Several major anti-crime initiatives depend on ready access to treatment, from Townsend's "Break the Cycle" program to get criminals off drugs to O'Malley's pledge to close 10 Baltimore street drug markets. Police drug sweeps routinely pick up dozens of addicts who need treatment.
The increased funding to date has increased the city's treatment slots from 4,100 to 6,600 and the people served each year from 11,000 to 18,000, according to Baltimore Substance Abuse Systems (BSAS), a quasi-public agency that oversees publicly funded treatment.
But that falls far short of the need. The state Department of Health and Mental Hygiene estimates that about 230,000 Marylanders need treatment for drug or alcohol addiction. Baltimore accounts for the largest number, 60,000, followed by Baltimore County with 30,000 and Anne Arundel County with nearly 25,000.

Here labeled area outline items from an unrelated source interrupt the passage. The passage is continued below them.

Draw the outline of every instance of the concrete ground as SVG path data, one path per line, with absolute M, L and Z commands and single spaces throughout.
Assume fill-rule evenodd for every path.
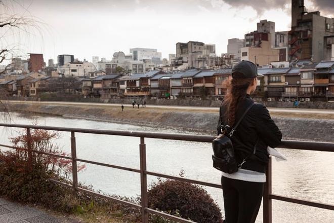
M 74 223 L 60 219 L 36 208 L 13 203 L 0 198 L 0 223 Z

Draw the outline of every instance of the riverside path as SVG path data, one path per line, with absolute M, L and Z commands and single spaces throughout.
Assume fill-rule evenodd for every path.
M 121 106 L 121 104 L 108 104 L 106 103 L 92 103 L 92 102 L 75 102 L 67 101 L 7 101 L 8 103 L 26 103 L 26 104 L 54 104 L 59 105 L 94 105 L 94 106 Z M 124 106 L 132 107 L 132 104 L 123 104 Z M 180 109 L 180 110 L 211 110 L 217 112 L 219 110 L 219 108 L 217 107 L 202 107 L 202 106 L 170 106 L 170 105 L 146 105 L 147 108 L 162 108 L 167 109 Z M 334 110 L 329 109 L 305 109 L 305 108 L 282 108 L 269 107 L 269 112 L 283 113 L 302 113 L 308 114 L 330 114 L 334 115 Z
M 0 198 L 0 223 L 75 223 L 77 221 L 51 216 L 36 208 Z

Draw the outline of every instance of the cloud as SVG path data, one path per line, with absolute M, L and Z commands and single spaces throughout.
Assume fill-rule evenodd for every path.
M 314 7 L 314 9 L 312 9 L 313 10 L 320 11 L 323 15 L 332 17 L 334 16 L 333 0 L 311 0 L 310 1 L 312 3 L 312 6 Z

Apart from the numbers, Baltimore's drug problem is especially formidable. The counties' largest treatment category is alcohol. In Baltimore, the most abused drug is heroin.
"Baltimore has a hard-core, older-adult heroin problem that is very hard to deal with," says Michael M. Gimbel, who oversees treatment in Baltimore County.
Gimbel says drug abuse officials in other jurisdictions know the severity of the city's problem and applaud the city's treatment expansion. "We all need more money, but there's no envy here," he said.
Baltimore Health Commissioner Dr. Peter L. Beilenson, who is chairman of the BSAS board, says the city's goal is to place every addict who seeks treatment voluntarily or by court order in a program within 48 hours. He estimates that to achieve that goal, the city's programs would have to serve about 40,000 people per year, more than double the current number served.
Frank Satterfield, director of Glenwood Life, says his treatment program has been a beneficiary of the funding boost so far, growing from 230 slots in 1996 to about 500 today. But he says Glenwood nonetheless has 450 people awaiting treatment, all of whom must call in weekly to stay on the waiting list.
"It's very disheartening for my staff to tell people to wait for treatment, 'Maybe 10 weeks, maybe 12 weeks,' " Satterfield said. "They know they'll lose some of those people."
Despite the demand for additional slots, Satterfield said, it would be wise to put at least some new money into strengthening existing programs. He said his 10 counselors are paid between $22,000 and $29,000 a year. He has three vacancies, and the jobs are hard to fill.
Many addicts today have severe, multiple problems beyond their addiction, he says: HIV infection, sparse or nonexistent work histories, homelessness, serious medical problems or mental illness. To get such people off drugs often requires much more than counseling or methadone, he says.
"It's very clear there's a desperate need for more intensive services," said Faye S. Taxman, a University of Maryland criminologist who studies addiction. "Before I'd ever expand slots, I'd train counselors, pay them more money and increase the intensity of services."
With that in mind, BSAS is studying how to make additional services available through treatment programs -- for instance, adding job counselors or housing specialists.
To do that, while abolishing the wait for treatment, might cost as much as $70 million a year in Baltimore, Beilenson says. He adds a pledge.
"If we got $70 million, I'd say that in three years, we'd cut crime in half," he says. "And if we didn't, I'd quit."